3 Notable Phases of Deep Learning History:
- Cybernetics (1940s-1960s)
- Linear models were created, along with the discovery of its limitations, such as being unable to solve XORs.
- Connectionism (1980s-1990s)
- One main idea of connectionism is that a large number of computational units can achieve intelligence behavior when networked together (as inspired by our brain and the network of neurons it contains)
- Distributed representation – the idea that each input of a system should be represented by many features, and each feature should be involved in the representation of many possible inputs (reading the example in the book will make things clearer )
- Deep learning (2006-present)
Two neural perspectives for deep learning
- the brain is a living example that intelligent behavior is possible, and a straightforward way to build intelligence is to reverse engineer the brain (which is easier said than done)
- assuming that machine learning models encapsulate a part of how our brain works, it becomes useful in shedding light to understanding the brain and the underlying principles of human intelligence.
In recent years, there are a lot of improvements in the field due to:
- Faster computers
- More data
- the models did not change much compared to the 1980s, what changed was the amount of data we used to train the models.
- Rough rule of thumb as of 2016:
- 5000 labeled examples per category = acceptable performance.
- 10 million labeled examples = match or exceed human performance.
- New techniques to enable deeper networks
- We have more computational resources to run much larger models today.
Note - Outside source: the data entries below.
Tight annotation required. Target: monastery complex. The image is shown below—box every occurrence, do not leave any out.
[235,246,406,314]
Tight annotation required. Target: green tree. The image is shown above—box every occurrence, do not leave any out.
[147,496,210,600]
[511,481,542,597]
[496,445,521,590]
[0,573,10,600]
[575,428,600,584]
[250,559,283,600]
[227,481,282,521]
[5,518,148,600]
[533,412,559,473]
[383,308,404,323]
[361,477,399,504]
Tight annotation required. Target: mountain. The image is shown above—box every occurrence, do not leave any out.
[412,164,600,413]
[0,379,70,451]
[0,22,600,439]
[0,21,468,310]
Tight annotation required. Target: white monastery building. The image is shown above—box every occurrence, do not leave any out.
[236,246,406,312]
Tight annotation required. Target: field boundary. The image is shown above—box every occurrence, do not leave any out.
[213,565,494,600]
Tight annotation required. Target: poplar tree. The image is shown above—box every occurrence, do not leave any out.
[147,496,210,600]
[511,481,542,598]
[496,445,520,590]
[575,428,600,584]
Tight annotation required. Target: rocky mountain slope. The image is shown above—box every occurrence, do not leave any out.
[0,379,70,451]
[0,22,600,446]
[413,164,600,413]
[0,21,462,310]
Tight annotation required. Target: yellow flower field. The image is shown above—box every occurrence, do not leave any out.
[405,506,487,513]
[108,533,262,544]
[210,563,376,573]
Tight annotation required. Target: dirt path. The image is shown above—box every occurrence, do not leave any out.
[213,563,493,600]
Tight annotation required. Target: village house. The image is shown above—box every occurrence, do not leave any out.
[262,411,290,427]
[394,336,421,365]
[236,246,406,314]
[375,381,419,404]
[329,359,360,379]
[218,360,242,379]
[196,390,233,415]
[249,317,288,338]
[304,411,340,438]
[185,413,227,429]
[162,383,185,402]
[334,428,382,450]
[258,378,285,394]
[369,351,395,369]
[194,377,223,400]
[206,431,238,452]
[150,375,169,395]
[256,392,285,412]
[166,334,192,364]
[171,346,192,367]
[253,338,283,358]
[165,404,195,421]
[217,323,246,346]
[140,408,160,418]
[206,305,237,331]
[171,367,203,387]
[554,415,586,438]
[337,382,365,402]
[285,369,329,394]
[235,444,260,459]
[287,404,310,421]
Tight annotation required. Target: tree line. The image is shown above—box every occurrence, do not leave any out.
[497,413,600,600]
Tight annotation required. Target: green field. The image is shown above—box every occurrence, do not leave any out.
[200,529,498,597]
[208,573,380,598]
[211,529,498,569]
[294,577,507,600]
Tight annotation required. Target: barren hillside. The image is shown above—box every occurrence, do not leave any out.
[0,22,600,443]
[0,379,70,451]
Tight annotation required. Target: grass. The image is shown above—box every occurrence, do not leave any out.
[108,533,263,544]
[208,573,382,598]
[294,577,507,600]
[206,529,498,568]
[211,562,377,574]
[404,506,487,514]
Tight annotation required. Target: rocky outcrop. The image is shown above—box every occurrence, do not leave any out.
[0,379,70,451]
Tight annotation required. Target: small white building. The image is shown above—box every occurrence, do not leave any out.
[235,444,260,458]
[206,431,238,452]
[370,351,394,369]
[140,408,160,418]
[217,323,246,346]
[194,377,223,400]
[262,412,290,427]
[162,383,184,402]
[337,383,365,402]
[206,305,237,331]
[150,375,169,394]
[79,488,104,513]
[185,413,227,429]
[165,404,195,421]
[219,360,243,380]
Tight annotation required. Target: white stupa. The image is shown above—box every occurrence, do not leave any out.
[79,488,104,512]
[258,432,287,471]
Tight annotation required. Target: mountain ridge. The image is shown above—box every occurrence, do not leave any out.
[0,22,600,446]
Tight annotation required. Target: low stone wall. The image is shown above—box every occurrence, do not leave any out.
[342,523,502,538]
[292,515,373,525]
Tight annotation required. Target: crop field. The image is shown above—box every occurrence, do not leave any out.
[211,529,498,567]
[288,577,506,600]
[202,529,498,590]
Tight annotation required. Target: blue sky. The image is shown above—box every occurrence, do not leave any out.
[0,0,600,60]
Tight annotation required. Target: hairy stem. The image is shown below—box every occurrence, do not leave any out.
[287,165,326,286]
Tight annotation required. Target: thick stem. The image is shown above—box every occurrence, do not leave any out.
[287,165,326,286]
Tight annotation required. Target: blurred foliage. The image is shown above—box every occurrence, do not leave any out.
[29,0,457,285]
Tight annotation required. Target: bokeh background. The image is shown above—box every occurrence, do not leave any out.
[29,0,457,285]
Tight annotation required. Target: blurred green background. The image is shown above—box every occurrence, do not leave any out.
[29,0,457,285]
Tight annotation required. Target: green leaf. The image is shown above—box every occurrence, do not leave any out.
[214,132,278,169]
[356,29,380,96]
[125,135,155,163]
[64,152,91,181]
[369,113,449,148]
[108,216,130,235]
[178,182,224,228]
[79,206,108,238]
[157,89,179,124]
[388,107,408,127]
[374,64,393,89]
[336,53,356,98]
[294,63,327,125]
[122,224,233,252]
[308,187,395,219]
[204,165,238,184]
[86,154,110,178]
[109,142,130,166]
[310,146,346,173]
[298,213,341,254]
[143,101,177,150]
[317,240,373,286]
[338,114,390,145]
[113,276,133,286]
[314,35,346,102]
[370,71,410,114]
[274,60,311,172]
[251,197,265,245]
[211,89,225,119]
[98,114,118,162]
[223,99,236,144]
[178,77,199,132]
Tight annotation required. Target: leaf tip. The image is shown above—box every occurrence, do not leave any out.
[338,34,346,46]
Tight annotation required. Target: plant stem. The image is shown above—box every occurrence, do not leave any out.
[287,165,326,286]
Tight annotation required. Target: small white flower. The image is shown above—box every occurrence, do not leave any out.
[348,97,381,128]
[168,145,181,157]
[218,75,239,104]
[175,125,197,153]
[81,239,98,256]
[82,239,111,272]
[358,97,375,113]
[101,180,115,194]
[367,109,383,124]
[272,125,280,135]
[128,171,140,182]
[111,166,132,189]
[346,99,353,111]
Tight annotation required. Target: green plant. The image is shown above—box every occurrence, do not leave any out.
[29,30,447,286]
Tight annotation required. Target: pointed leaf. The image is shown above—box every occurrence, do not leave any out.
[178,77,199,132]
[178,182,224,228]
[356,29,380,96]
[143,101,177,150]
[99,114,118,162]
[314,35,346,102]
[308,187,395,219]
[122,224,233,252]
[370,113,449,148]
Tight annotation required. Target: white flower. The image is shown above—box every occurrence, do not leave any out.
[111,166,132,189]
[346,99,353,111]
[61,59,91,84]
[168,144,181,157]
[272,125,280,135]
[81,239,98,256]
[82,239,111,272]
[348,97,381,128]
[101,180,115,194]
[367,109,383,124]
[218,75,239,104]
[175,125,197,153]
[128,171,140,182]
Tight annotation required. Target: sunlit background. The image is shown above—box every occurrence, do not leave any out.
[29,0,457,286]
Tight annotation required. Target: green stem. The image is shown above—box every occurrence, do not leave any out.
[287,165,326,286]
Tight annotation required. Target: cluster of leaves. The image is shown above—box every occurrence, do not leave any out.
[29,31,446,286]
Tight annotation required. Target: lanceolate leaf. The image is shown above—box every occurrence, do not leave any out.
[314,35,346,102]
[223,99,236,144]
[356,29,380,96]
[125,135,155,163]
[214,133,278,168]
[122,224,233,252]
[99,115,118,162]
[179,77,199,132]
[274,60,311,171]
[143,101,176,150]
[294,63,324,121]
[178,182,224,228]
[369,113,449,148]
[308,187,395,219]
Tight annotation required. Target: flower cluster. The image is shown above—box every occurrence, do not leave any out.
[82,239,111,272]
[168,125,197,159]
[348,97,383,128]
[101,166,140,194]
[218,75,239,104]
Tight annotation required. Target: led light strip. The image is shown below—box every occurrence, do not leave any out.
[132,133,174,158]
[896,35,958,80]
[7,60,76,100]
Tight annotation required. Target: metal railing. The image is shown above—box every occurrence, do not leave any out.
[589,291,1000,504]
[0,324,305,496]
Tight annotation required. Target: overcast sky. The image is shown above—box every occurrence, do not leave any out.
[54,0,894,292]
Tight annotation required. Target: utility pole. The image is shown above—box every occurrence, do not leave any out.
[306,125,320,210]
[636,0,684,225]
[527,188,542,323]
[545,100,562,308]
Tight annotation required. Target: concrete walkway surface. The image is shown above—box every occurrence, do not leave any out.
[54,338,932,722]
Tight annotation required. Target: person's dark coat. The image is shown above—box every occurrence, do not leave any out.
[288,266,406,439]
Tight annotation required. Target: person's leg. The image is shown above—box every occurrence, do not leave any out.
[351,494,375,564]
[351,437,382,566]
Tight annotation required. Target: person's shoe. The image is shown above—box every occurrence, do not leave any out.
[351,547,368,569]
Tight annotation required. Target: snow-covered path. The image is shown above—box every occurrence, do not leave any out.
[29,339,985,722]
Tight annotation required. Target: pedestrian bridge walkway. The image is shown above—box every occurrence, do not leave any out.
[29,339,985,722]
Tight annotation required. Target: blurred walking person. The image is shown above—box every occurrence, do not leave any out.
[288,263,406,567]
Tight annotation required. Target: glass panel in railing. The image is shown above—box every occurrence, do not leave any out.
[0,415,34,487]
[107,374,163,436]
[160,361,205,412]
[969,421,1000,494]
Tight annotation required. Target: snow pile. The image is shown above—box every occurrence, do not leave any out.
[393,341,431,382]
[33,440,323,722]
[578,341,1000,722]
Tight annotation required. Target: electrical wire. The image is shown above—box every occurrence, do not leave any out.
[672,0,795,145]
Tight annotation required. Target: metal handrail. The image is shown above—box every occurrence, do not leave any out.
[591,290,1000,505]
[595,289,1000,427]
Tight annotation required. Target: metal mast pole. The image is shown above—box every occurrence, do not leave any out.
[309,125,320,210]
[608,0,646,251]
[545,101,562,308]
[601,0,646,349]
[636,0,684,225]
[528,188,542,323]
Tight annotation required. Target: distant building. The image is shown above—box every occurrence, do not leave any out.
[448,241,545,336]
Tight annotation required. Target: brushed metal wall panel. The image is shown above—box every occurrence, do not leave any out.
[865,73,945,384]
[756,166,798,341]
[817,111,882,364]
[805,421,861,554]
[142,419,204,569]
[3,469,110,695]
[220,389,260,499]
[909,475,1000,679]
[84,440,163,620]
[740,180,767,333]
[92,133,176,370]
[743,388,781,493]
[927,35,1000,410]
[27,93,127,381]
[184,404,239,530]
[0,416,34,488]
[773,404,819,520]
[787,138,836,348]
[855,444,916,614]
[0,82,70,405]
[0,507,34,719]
Model size increases 2x every roughly 2.4 years.
- If we continue this track, we will probably reach the same number of neurons as humans by 2050s. Although a biological neuron may be more complicated than a computer neuron so doing an apple to apple comparison might be wrong.
As data grows and as the expertise of AI increases, I believe it is important to think about how will this affect certain areas of my life and how should I act now in preparation for the future.